272 of the fossils indicate they have affinities with southern clades of these families. Gentry (1982) also has discussed the flora of South America and its biogeographic histories. His analysis suggests that all the families represented by the fossils (except Gentianaceae, though tropical Tachiinae from Gentianeae is clearly South American to Neotropical) have West Gondwanaland histories. The existence of the fossils with affinities to these families also implies northward interchange. Van der Hammen and Cleef (1983) have discussed the extant taxa which have disjunct South American-Southeast Asian distribution. They suggest (as others have, e.g. Raven and Axelrod, 1974) that the temperate Laurasian elements in South America interchanged southward during the Neogene. The evidence that they are Laurasian is based on their affinities to ancestral taxa in the Northern Hemisphere, and timing based on minimal dates of occurrence from the pollen record (Van der Hammen, 1974; Van der Hammen and Cleef, 1983; Van der Hammen et al., 1973; Van der Hammen et al., 1971). On the other hand, they suggest that the tropical elements interchanged earlier (Van der Hammen and Cleef, 1983) and may have been distributed from South America to southeast Asia via North America, Europe, and the coast of the Tethys seaway (the distribution of the Boreotropical flora), with later extinction in these intervening areas (Van der Hammen and Cleef, 1983; Van der Hammen et al., 1971). Unfortunately, this disjunct pattern could also be due to extinction in Africa, or Antarctica and Australia. The four fossil taxa which have this disjunct pattern are reported elsewhere in other paleobiogeographic areas. The fossils with affinities with Cupineae (Sapindaceae) and Myrtoideae (Myrtaceae) are also reported from South America, Africa and Asia-Australasia. This suggests that these fossil taxa had a southern hemisphere distribution from South America and Africa to southeast Asia, and had the typical northward interchange to North America. Yet the fossils with affinities to the Ocotea-Cinnamomum complex (Lauraceae)
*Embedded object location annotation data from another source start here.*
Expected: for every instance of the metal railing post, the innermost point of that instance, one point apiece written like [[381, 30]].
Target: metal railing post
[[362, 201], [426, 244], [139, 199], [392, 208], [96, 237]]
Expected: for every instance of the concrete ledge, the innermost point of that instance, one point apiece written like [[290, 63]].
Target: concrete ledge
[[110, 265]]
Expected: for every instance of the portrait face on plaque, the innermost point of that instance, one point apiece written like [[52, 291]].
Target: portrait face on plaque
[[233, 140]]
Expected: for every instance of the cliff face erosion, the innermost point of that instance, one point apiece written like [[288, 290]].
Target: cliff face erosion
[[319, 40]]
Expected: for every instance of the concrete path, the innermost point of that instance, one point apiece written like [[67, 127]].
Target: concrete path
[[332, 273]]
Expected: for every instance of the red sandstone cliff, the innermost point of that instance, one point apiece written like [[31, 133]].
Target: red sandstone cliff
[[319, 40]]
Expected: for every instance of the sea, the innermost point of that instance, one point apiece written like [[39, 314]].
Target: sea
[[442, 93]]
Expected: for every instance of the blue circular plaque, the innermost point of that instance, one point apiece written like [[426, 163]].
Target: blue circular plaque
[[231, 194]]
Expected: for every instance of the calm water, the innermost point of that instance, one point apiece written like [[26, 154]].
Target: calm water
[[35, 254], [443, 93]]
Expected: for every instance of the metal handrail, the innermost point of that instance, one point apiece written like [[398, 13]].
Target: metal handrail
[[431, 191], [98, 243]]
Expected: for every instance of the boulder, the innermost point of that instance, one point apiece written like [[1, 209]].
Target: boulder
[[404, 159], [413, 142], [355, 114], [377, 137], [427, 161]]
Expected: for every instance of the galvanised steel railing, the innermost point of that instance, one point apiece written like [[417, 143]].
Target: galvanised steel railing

and the large flowered Neotropical Loranthaceae are also reported from Europe suggesting a northern hemisphere path. These fossils would corroborate the ideas of Van der Hammen and Cleef (1983). Distributions in Antarctica and Australia are difficult to assess since the record is poor. The existence of the fossils in the southeastern U.S. during the early Tertiary with affinities with extant taxa having West Gondwanaland histories suggests that northward interchange had occurred by this time. The timing of southward interchange of Boreotropical families such as Lauraceae and Loranthaceae is also suggested to be early, as the phylogeny and diversity of these families is different than the Laurasian families which are thought to have interchange more recently (Raven and Axelrod, 1974; Van der Hammen et al., 1971, 1973; Gentry, 1982; Van der Hammen and Cleef, 1983). Yet the fossil record can only provide minimum times for the interchange. Recent geological evidence now suggests that interchange over island arcs or land connection would have been possible during the late Cretaceous to early Tertiary. Biogeographic studies of extant organisms also suggest similar timing. The fossils from the southeast are compatible with a Maestrichtian-Paleocene time. These fossil occurrences have a number of implications. Their existence in the southeast imply that the tropical flora of North America had both Boreotropical elements, as others have suggested (Wolfe, 1977; Tiffney, 1985) and West Gondwanaland elements. Analysis of the biogeographic distributions of the extant taxa (to which the fossils have affinities) indicate that the interchange between North and South America was bidirectional (though apparently greater to the north), and the age of the fossils is compatible with a late Cretaceous-early Tertiary time. The global record of the fossils with affinities to extant taxa with disjunct South America-Southeast Asian distributions suggests that the paleodistributions of these particular fossils were via North America, Europe and Tethys seaway, or via Africa.